I often use a computer to create graphics, but there was a time when I used graphics to compute. That era came back to me the other day in the library. I was browsing among dusty volumes in the folio section when I came upon this:
The Design of Diagrams
for Engineering Formulas
The Theory of Nomography
Laurence I. Hewes, B. Sc., Ph. D.
Herbert L. Seward, Ph. B., M. E.
McGraw-Hill Book Company, Inc.
The clerk at the circulation desk observed that there was no record anyone had ever borrowed this book. Although the records don’t go all the way back to 1923, I wouldn’t be surprised if I’m the first reader of this volume in 30 or 40 years.
It’s a book full of nomograms and similar graphic devices, with instructions on how to create them. Here’s a simple example for calculating the volume of a torus:
If you know any two of d, V and D, you can find the third quantity by laying a straightedge across the scales. (Quick quiz: What’s that constant in the formula V = 2.4674d2D?)
I used to see computational aids like this all the time. Some magazine I read in the seventies (I’m not sure which one—maybe Electronics?) published a new nomogram every month. But now such diagrams have a decidedly fusty look. They’re like tools you might find in an old blacksmith shop or a tannery; it’s a challenge just to figure out how they worked and what they were used for. You find yourself admiring the workers who created useful products with such implements.
The graphic device below is for calculating the strength of a metal plate pierced by rivet holes:
Did the engineers who specified the half-inch gusset plates for certain joints on the I-35W bridge in Minneapolis rely on such aids? The preliminary report from the National Transportation Safety Board (.pdf) doesn’t comment on the computational methods that might have been used when the bridge was designed in the early 1960s. In any case, it’s not at all obvious which is more error-prone—pencil and paper, slide rule, nomogram, CAD software.
The Theory of Nomography—as Hewes and Seward term their art—could hardly be more distant from modern computing practice. For one thing, it converts arithmetic into geometry; nowadays, we’re more likely to go the opposite way. A nomogram also emphasizes a static, declarative style of representing knowledge: A single diagram embodies all the relations of several variables, and one method solves for any unknown. Most digital computing is procedural rather than declarative; the emphasis is on step-by-step algorithms to go from givens to answers.
I’m not about to give up silicon in favor of paper computers, but I do find some of these diagrams both beautiful and illuminating. Here’s a nomogram for solving the quadratic equation z2+pz+q=0:
Instead of three straight-line scales, as in the formula for the volume of a torus, we have two linear scales and a hyperbola. A moment’s thought reveals why the diagram must have this form: For any combination of the coefficients p and q, the equation must have either two roots or no (real) root. One branch of the hyperbola carries all the positive roots and the other all the negative values of z. Poking around in the diagram brings various properties of the equation into sharp focus. For example, if you lay a straightedge across the diagram in such a way that it passes through the point p=0, then it will either cut the two branches of the hyperbola symmetrically (if q is negative) or it will miss both branches (if q is positive).
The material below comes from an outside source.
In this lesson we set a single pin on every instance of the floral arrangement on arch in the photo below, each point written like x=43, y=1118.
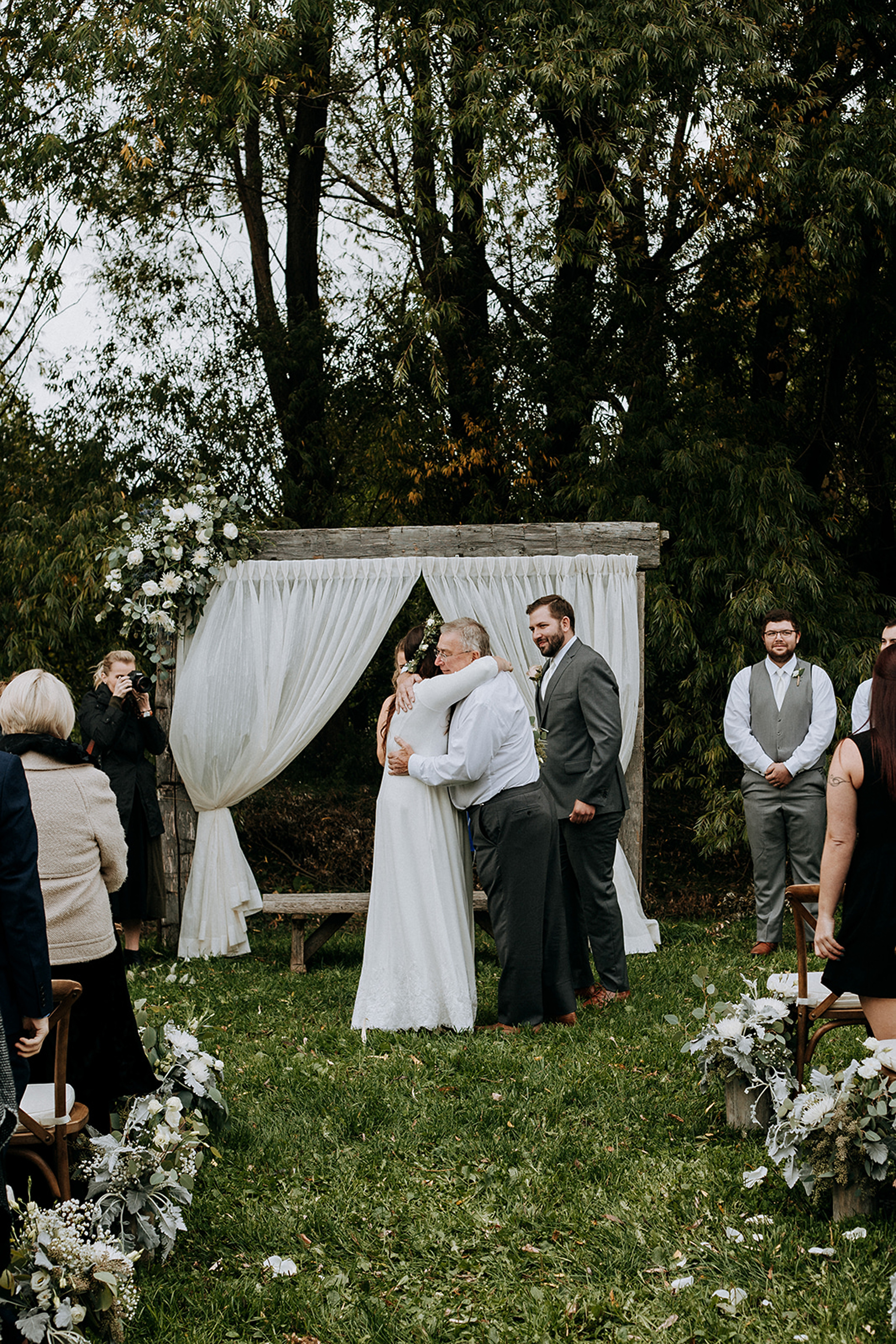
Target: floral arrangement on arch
x=752, y=1038
x=843, y=1130
x=163, y=566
This is no surprise—the roots of z2+q=0 had better be plus and minus the square root of q—but the graphic presentation carries a lot of explanatory force.
Hewes and Seward give an even more elaborate tableau for solving a cubic equation:
The dashed line drawn across this diagram represents a straightedge placed so as to solve the particular instance z3+4z2-4z+0.5=0. The straightedge is set to the points 4 and –4 on the left and right scales, and then the roots are read off by projecting vertically from the intersections of this line with the curve labeled 0.50. Working by eye, the roots appear to lie at about 0.15 and 0.7. Newton’s method—the archetype of iterative, step-by-step computations—gives 0.14758497342482376768480 and 0.69902089681305967783231. (On the SAGE server at the University of Washington, finding each of those roots took a couple of hundredths of a second.)
Note: Ask Dr. Math has an informative article on nomograms (or nomographs) with lots of references. One of the references led me to a 1999 lecture by Thomas Hankins, published in Isis (Hankins, Thomas L. 1999. Blood, dirt, and nomograms: A particular history of graphs. Isis 90(1):50–80). Hankins traces the origin and early history of the nomogram, which I had never known. Both the name and the concept came from Maurice d’Ocagne of the École des Ponts et Chaussées in Paris toward the end of the 19th century. Their first uses were in calculations needed for railroad construction.
Update 2008-03-05: Ron Doerfler, in a blog called Dead Reckonings, has several illuminating and thorough essays on the construction of nomographs, including a very fishy example laid out on an elliptic curve. The rest of the blog is also worth reading. Thanks to Mitch Burrill for the pointer.